Maintaining serum electrolytes at appropriate levels during hemodialysis is key to avoiding torsade de pointes. It is important to prevent a sharp decline in serum potassium concentration during hemodialysis because of the risk of arrhythmia. Magnesium levels also show a J-shaped curve association with all-cause mortality, especially hypomagnesemia associated with QT dispersion (20). Indeed, for hemodialysis patients with accompanying torsade de pointes, previous studies have shown that the immediate infusion of intravenous magnesium sulfate and potassium is the first treatment option (2,18).
Regrettably, we could not perform a laboratory test during three consecutive dialysis session, except for the first start of dialysis. Nevertheless, a remarkable finding of our case was that the dialysate containing a physiologic level of potassium was used to treat torsade de pointes. Conventional hemodialysis, especially continuous renal replacement therapy, uses a dialysate with little to no potassium. This conventional approach could induce severe hypokalemia (21). Therefore, a potassium- and phosphate-containing dialysate may be required in patients who are vulnerable to prolongation of QT interval to prevent severe hypokalemia.
In conclusion, hemodialysis could be a risk factor for torsade de pointes among patients with prolonged QT interval. Thus, early recognition and prevention of torsade de pointes are critical to patients with risk factors for prolonged QT interval and may help reduce morbidity and mortality. Therefore, serum potassium levels and electrocardiograms should be monitored in those patients with extended QT intervals when initiating hemodialysis.

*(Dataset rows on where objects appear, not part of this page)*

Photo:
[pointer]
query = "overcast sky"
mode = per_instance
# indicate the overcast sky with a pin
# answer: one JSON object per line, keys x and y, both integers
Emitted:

Funding: This work was supported by the National Research Foundation of Korea (NRF) grant funded by the Korea government (MSIT) (NRF- 2017M3A9E8023018, 2017M3A9E8023001), by Basic Science Research Program through the NRF funded by the Ministry of Education (NRF-2018R1D1A1B07042999), and by a grant (BCRI18025 and BCRI20062) Chonnam National University Hospital Biomedical Research Institute.
Reporting Checklist: The authors have completed the CARE reporting checklist. Available at http://dx.doi.org/10.21037/apm.2020.04.29
Conflicts of interest: All authors have completed the ICMJE uniform disclosure form (available at http://dx.doi.org/10.21037/apm.2020.04.29). The authors have no conflicts of interest to declare.
Ethical Statement: The authors are accountable for all aspects of the work in ensuring that questions related to the accuracy or integrity of any part of the work are appropriately investigated and resolved. The authors obtained approval from the institutional review board (IRB) of Chonnam National University Hospital (CNUH-2019-204), and informed consent was waived by the IRB. Written informed consent was obtained from the patient for publication of this case report and any accompanying images.